Mahindra & Mahindra grew 18 per cent Y-o-Y, driven by the Thar (+59 per cent Y-o-Y) and new electric vehicle launches, which sold ~31,000 units Y-T-D. Toyota delivered 16 per cent growth, boosted by Innova Hycross, which now outsells Crysta at a 64:36 mix, while Kia rose 9 per cent, aided primarily by Carens (~7,100 units/month Y-T-D). Conversely, Maruti and Hyundai volumes remained largely flat or declined, reflecting a more muted performance in select segments.
Within cars, November volumes grew 17 per cent Y-o-Y, though Y-T-D volumes were slightly down (~1 per cent). Models like Dzire, with a 46 per cent Y-o-Y increase, and Grand Vitara, which rebounded to ~11,000 units in November, have been key growth drivers for MSIL. On the flip side, models such as Alto, Spresso, and Honda City faced sharp declines on a Y-T-D basis. In UVs, M&M, Kia, and Toyota have captured market share, while MSIL and Hyundai lagged, highlighting the continuing shift in consumer preference toward UVs and premium offerings.
Two-wheelers: TVS outperforms amid segmental shifts
The domestic 2W internal combustion engine (ICE) market displayed strong growth of 19.1 per cent Y-o-Y in November 2025, aided by festive order backlogs and normalisation of dealer inventories. However, Y-T-D growth is modest at 2.2 per cent, impacted by weak demand in the first quarter. Among the top four 2W players, TVS Motor was the only company to gain market share (+190 basis points Y-T-D to 18.8 per cent), while Hero MotoCorp (HMCL) and Honda Motorcycle & Scooter India (HMSI) lost share.

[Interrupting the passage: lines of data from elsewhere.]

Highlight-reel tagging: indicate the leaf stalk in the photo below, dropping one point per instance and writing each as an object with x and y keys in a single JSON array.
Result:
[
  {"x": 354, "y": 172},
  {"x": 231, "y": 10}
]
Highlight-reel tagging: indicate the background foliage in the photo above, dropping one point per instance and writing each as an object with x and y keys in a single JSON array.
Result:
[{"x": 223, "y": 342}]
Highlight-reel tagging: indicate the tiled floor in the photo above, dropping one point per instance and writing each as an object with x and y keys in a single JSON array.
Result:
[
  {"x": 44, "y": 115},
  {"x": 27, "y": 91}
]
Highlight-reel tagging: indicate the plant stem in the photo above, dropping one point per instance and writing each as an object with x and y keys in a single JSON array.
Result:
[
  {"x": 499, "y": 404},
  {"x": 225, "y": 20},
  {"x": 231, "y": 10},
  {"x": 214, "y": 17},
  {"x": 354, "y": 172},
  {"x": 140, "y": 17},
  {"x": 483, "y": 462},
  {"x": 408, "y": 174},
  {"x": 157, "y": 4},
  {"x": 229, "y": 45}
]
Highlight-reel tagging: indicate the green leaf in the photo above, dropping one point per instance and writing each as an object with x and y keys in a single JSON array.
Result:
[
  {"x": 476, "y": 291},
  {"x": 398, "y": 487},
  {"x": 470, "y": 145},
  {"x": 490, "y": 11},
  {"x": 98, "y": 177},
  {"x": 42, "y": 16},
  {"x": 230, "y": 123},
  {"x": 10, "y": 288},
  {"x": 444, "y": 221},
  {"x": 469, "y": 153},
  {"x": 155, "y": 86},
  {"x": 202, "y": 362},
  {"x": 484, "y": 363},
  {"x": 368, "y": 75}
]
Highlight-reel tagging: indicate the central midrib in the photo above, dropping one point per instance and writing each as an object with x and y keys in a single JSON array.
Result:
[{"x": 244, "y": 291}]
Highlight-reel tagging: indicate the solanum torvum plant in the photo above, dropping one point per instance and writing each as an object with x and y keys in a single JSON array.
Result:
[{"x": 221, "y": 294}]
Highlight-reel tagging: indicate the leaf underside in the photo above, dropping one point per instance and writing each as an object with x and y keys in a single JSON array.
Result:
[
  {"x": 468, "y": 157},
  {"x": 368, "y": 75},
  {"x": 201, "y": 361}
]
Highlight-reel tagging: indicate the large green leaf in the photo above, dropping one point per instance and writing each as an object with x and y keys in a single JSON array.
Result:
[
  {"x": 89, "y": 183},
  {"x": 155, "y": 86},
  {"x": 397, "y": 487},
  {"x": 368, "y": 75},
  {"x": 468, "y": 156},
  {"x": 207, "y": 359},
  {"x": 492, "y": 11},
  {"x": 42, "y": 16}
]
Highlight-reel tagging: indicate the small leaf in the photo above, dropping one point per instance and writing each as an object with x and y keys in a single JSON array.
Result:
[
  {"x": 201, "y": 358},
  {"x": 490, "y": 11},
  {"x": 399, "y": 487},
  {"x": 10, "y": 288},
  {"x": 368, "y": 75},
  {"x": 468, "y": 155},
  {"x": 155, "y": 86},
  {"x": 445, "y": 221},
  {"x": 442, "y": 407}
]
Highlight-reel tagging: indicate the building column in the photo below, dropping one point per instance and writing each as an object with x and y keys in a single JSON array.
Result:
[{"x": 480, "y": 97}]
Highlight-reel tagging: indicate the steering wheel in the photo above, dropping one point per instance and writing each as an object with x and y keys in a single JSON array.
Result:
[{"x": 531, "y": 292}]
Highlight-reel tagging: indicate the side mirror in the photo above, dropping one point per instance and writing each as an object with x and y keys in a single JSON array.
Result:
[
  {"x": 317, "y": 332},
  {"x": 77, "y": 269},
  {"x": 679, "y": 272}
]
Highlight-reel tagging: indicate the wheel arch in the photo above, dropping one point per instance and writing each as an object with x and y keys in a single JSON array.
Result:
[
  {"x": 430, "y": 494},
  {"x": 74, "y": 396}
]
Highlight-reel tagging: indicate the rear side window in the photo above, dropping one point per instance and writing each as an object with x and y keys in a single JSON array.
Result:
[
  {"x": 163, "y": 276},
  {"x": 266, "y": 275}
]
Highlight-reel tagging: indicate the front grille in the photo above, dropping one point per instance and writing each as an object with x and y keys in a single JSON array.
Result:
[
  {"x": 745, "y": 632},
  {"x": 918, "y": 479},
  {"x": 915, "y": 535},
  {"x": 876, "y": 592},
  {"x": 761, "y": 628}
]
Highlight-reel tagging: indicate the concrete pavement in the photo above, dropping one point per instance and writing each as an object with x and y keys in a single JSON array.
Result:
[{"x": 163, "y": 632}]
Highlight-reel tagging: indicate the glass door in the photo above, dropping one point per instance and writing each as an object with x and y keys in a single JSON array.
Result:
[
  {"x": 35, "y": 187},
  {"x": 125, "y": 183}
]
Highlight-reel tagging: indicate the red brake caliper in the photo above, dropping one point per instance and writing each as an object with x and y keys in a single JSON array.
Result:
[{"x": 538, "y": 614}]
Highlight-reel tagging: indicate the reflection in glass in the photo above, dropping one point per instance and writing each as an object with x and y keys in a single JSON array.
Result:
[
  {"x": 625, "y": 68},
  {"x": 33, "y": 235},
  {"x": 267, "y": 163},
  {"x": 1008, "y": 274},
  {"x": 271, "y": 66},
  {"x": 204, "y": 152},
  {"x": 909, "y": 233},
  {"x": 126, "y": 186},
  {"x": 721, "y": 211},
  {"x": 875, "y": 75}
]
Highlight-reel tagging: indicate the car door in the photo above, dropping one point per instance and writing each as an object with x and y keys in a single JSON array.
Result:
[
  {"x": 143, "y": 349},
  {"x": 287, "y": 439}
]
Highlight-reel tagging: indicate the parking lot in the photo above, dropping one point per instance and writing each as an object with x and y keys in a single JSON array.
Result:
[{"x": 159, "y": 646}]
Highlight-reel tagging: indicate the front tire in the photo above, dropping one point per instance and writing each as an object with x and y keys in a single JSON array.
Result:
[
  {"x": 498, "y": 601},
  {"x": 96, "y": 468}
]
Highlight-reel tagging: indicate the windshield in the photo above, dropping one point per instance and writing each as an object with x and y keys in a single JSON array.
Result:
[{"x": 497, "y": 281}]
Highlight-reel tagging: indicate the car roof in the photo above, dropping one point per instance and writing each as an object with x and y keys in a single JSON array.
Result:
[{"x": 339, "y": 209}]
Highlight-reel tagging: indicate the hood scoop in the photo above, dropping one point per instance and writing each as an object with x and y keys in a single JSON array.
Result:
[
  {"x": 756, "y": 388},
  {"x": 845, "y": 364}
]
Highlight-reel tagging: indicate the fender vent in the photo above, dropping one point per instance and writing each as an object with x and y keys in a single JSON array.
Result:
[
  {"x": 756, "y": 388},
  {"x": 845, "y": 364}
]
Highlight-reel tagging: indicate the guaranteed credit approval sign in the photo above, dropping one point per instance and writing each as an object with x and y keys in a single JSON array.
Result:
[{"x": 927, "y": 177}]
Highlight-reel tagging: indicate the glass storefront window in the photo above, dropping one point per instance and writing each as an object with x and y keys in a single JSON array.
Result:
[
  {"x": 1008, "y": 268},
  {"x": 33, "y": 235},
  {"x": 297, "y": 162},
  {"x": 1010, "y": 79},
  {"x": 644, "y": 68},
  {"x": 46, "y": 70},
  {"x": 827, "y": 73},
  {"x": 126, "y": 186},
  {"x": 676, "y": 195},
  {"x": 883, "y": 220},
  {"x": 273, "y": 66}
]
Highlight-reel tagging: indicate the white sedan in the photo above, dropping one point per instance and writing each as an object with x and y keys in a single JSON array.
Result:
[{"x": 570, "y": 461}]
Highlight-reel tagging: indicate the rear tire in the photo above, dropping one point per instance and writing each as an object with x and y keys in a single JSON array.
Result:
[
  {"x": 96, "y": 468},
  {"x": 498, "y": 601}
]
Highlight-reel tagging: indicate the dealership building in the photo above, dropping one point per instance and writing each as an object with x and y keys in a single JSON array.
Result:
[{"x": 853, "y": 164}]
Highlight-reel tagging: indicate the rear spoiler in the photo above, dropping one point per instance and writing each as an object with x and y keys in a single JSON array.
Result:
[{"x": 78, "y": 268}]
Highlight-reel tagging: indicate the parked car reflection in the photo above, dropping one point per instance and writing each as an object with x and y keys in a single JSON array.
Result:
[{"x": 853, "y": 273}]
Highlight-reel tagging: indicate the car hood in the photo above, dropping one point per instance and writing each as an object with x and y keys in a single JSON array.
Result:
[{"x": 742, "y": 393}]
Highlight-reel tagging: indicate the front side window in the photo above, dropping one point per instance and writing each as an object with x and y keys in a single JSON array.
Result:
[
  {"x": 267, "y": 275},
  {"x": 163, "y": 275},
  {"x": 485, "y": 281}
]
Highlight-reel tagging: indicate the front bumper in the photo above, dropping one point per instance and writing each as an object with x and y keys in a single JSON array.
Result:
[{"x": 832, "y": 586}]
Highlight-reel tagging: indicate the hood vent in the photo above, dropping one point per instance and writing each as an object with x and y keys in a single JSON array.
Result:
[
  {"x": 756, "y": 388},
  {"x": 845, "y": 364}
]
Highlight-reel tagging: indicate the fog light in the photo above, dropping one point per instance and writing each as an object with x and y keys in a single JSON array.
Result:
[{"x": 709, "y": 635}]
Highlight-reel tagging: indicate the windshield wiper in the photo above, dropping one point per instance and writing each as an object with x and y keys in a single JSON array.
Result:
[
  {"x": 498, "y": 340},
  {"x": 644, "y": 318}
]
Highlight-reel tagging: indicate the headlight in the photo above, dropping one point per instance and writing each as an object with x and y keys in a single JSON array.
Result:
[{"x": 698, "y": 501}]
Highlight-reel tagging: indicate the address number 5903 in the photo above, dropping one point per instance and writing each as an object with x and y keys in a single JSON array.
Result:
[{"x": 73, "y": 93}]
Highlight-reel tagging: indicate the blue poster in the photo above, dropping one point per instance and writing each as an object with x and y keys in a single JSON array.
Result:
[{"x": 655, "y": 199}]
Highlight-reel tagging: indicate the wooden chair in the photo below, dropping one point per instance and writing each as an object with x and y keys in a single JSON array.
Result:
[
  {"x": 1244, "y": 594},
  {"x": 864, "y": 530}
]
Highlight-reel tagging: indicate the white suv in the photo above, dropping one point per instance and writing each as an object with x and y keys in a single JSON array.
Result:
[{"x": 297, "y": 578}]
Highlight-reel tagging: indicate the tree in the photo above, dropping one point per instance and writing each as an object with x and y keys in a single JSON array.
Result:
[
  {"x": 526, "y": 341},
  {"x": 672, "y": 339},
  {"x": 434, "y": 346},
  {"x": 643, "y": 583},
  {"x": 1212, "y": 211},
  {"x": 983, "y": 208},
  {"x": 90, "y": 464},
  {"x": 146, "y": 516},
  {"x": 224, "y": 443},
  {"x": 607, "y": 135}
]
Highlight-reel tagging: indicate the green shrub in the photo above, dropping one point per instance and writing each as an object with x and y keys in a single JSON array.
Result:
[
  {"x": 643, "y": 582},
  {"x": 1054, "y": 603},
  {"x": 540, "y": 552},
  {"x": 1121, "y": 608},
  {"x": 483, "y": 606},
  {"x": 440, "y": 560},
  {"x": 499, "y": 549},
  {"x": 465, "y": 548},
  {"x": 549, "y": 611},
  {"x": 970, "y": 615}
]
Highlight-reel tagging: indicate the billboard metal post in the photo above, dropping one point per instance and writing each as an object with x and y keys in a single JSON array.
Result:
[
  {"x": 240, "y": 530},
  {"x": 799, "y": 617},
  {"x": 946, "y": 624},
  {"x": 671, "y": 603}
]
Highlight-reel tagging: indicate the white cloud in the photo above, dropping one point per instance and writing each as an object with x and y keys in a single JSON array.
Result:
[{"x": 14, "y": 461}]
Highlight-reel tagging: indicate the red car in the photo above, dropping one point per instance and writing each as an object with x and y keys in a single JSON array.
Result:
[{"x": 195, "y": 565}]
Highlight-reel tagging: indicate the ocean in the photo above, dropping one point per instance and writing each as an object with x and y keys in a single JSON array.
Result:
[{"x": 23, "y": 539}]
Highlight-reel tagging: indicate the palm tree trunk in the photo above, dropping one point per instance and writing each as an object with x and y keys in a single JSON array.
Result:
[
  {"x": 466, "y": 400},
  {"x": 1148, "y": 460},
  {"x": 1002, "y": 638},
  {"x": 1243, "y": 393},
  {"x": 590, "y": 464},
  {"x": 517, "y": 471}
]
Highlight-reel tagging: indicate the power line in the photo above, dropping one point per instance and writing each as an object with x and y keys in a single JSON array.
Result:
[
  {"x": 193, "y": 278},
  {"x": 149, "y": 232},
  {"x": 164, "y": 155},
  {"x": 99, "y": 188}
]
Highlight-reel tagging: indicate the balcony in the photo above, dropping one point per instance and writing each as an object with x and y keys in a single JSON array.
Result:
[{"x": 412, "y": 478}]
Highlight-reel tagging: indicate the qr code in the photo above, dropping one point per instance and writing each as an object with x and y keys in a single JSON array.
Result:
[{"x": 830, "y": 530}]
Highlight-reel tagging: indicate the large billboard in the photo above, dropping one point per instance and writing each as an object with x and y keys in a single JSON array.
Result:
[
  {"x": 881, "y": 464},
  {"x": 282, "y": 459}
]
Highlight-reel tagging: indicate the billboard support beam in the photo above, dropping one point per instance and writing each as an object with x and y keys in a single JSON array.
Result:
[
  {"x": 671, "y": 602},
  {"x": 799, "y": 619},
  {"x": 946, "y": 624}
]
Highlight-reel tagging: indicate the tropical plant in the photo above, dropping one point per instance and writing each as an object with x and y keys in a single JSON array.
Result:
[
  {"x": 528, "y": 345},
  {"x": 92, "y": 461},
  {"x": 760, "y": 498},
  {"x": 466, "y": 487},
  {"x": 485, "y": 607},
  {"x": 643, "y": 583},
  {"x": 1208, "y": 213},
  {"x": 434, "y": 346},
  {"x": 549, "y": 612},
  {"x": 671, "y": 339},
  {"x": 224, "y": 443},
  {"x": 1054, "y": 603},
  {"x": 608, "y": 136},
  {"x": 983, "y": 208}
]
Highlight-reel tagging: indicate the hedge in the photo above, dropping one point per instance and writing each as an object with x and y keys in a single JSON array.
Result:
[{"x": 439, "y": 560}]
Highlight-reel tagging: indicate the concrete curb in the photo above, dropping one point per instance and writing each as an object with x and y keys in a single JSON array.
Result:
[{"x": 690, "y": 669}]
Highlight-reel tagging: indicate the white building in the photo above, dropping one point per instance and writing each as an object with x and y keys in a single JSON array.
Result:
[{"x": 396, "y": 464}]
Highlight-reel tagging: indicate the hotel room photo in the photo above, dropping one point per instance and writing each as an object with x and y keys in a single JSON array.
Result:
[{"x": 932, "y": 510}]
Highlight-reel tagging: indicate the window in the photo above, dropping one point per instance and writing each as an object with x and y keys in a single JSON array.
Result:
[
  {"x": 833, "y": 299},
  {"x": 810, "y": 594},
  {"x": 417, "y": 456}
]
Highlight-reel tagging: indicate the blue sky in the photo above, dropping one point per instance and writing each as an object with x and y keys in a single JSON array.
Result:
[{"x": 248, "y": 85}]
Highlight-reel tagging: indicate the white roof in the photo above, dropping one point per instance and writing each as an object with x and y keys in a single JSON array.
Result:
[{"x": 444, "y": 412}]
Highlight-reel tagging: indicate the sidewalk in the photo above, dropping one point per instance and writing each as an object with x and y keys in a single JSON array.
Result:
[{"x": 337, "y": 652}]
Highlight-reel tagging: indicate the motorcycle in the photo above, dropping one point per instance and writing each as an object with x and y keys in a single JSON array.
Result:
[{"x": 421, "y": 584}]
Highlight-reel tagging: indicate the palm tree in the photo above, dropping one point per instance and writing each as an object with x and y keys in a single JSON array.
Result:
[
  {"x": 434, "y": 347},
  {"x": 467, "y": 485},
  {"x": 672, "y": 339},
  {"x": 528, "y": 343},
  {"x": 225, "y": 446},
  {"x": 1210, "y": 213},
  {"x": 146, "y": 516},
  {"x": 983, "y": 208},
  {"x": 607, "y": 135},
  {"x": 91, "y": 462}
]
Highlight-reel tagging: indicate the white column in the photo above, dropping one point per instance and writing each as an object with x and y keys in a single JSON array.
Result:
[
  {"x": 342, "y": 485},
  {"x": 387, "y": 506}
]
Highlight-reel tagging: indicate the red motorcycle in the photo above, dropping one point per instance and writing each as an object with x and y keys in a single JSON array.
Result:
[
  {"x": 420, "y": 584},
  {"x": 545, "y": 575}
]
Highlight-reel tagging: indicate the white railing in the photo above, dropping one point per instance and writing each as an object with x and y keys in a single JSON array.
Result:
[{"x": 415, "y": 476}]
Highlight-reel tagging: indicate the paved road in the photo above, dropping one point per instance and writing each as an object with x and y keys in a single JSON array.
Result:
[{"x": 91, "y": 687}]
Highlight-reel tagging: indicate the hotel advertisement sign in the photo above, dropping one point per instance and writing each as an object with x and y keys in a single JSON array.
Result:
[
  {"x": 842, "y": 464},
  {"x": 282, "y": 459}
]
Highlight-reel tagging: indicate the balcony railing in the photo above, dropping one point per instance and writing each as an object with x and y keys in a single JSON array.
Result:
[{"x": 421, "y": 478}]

Motorcycle volumes were largely flat Y-T-D, with segments >250cc (+23 per cent) and 150-250cc (+4 per cent) showing growth. Royal Enfield led the >250cc segment with strong Bullet 350 demand (+59 per cent Y-o-Y), translating to an 87.3 per cent market share. In the 150–250cc category, TVS emerged as the standout performer with 31.4 per cent Y-o-Y growth Y-T-D, driven by the Apache and the newly launched Ronin, gaining 610 basis points of market share.
The 100cc and 125cc segments highlighted contrasting trends. The 100cc segment declined ~3 per cent Y-T-D, but HMCL strengthened its dominance with an 80.6 per cent share, led by HF Deluxe. Meanwhile, HMSI capitalised on the Shine and CB 125 Hornet in the 125cc segment, gaining 560 basis points to 48.9 per cent Y-T-D, while BJAUT and HMCL ceded share. Scooters also showed robust demand, growing 7.8 per cent Y-T-D, with TVS Jupiter 110 and Ntorq 150 contributing to a significant 355-basis point gain in market share. HMCL also performed well with Destiny 125 (+76 per cent Y-o-Y), while HMSI’s Activa and Dio models saw declining volumes, resulting in a 420-basis point loss in share.
Valuation and outlook
According to Motilal Oswal analysts, sustained demand post-festive season, particularly for entry-level vehicles, is a key positive for the sector. As inventories normalise and demand recovers, discounts are expected to ease, improving margins for OEMs and dealers alike.
Maruti Suzuki stands out as a top pick due to its new launches and export momentum, while M&M benefits from a strong UV portfolio and robust tractor sales. In the 2W space, TVS Motor’s consistent market share gains and segmental outperformance make it a preferred pick. Among auto ancillary companies, Endurance, SAMIL, and Happy Forgings are expected to benefit from recovery in OEM demand.
Hence, the Indian automobile sector appears well-positioned for steady growth into 2026, supported by resilient consumer demand, successful product launches, and an ongoing shift toward higher-value segments. Monitoring demand sustainability from January 2026 onward will be crucial to gauge the durability of this post-festive recovery.
Disclaimer: The sector/stock outlook has been suggested by Motilal Oswal. Views expressed are their own.